Les habitants d’Agalega, d’habitude de nature très calme, montrent depuis le début de l’année des signes de nervosité. Ils se préparent à manifester lundi devant la “Grande Case” (l’administration de l’île) contre ce qu’ils qualifient d’« indifférence » des autorités à leurs problèmes quotidiens depuis le passage du cyclone Dumile. Il n’y a qu’un seul générateur en service depuis 18 jours, perturbant ainsi la fourniture d’électricité aux maisons. La population est aussi privée depuis plusieurs jours d’émissions de télévision et radio de la MBC, les seules qu’elle arrive à capter gratuitement à moins de disposer de chaînes satellitaires payantes. Elle fera aussi entendre sa voix lundi sur d’autres revendications.
« Ne pli kapav rest trankil ! Ena tro boukou problem. Ena inpe tansion. Nou finn al get Resident Manager zedi pou dir li ki bann Agaleen pe manifester lundi », a confirmé hier au Mauricien Arnaud Poulay qui fait partie du groupe qui a initié ce mouvement de mobilisation.
L’Outer Islands Development Corporation (OIDC) a été avertie durant la journée d’hier par le Residential Manager Tristan Carver de ce mouvement de protestation. Ses responsables n’y accordent cependant pas grande importance. « Pa pou ena nanyen », assurent certains d’entre eux au Mauricien.

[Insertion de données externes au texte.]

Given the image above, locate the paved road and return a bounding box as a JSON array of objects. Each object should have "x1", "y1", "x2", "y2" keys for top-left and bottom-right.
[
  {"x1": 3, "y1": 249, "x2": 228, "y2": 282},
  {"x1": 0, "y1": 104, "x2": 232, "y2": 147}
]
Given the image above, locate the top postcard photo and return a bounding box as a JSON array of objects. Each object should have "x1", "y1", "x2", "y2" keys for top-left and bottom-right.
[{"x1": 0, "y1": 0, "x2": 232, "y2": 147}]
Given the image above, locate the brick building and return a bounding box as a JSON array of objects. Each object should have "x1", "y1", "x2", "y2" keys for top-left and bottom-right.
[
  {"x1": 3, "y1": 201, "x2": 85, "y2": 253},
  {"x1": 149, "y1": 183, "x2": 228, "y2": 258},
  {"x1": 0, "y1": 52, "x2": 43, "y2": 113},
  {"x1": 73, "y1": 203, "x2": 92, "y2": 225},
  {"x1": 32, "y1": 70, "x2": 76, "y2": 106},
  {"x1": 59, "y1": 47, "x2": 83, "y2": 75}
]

En revanche, Laval Soopramanien, président de l’association Les Amis d’Agalega et membre du Islands Council, suit avec attention les démarches des habitants de l’île. « Je suis au courant de la colère de la population. Se zot ki pe viv sa bann problem-la ek mo pa kapav anpes zot exprim zot. Lotirite santral bizin pran desizion ki bizin », réagit-il.
Arnaud Poulay et le petit groupe d’organisateurs comptent sillonner les trois villages de l’île – La Fourche et Village 25 dans le Nord ainsi que Village Sainte Rita dans le Sud – durant le week-end pour mobiliser l’ensemble de la population à la manifestation de lundi qui se tiendra devant le quartier général de l’administration de l’île et qui est connu sous le nom “Grande Case”.
Le cyclone Dumile qui est passé très près d’Agalega a fait quelques dégâts à l’environnement et a laissé quelques traces qui perturbent la vie quotidienne des habitants même si dans l’ensemble, l’île a été épargnée. Les habitants sont déçus que l’OIDC n’ait pas jugé utile d’envoyer une délégation comprenant des techniciens de plusieurs domaines, dont la santé, l’environnement et les infrastructures publiques, pour faire un constat de la situation après le cyclone. « Nou dan enn lanvironman natirel kot ena boukou zarb. Nou finn gagyn bokou lapli ek ena bokou moustik. Sa kapav provok maladi si pa pran prekausion ki bisin. Si bann ofisier lasante ti vini zot ti kapav dir popilasion ki bizin fer pou evit bann maladi », laisse entendre Arnaud Poulay.
L’autre motif de mécontentement à Agalega est la coupure d’électricité de 6 h à 18 h à cause d’une panne survenue à l’un des deux générateurs qui alimentent les deux îles. Depuis le 1er janvier, un seul générateur est en service. En attendant la réparation, l’administration fournit de l’électricité aux familles que pendant 12 heures. Des habitants affirment que cette situation leur cause beaucoup d’inconvénients, notamment pour ce qui est de la conservation de la nourriture. « Manze gate ek nou bisin zete », relatent-ils.
Une autre panne prolongée ajoute à la colère les habitants, soit celle concernant l’antenne principale de la MBC située au Village 25, les privant ainsi des émissions de radio et de télévision de la station nationale. « Nou pa gagyn oken informasion ek nou pa kone ki pe pase dan Moris ek dan lezot pei, nou koupe konpletman avek lemond. Ou kroir ki tou dimoun ena kas pou met parabol », s’indigne une mère de famille. L’OIDC a déjà informé la MBC de cette panne et un technicien de la MBC doit impérativement faire le déplacement pour régler ce problème technique qui s’avère assez sérieux.
Les habitants à Agalega manifesteront aussi lundi contre un service de santé « inadéquat » et qui oblige les Agaléens à faire le déplacement jusqu’à Maurice pour tout type de soin même pour des problèmes bénins et qui auraient pu être traités sur place. En revanche, ils reconnaissent qu’un déplacement est nécessaire en cas de problème grave.
Les hésitations des autorités pour la construction d’une piste d’atterisage, selon Arnaud Poulay, sont aussi une autre source de mécontentement dans l’île. « Sa osi nou pou dir lindi », indique-t-il. Selon lui, si les Agaléens ont accepté aujourd’hui de prendre les devants pour réclamer des changements, c’est parce qu’ils se sentent encouragés, dit-il, par le témoignage de solidarité des amis à Maurice.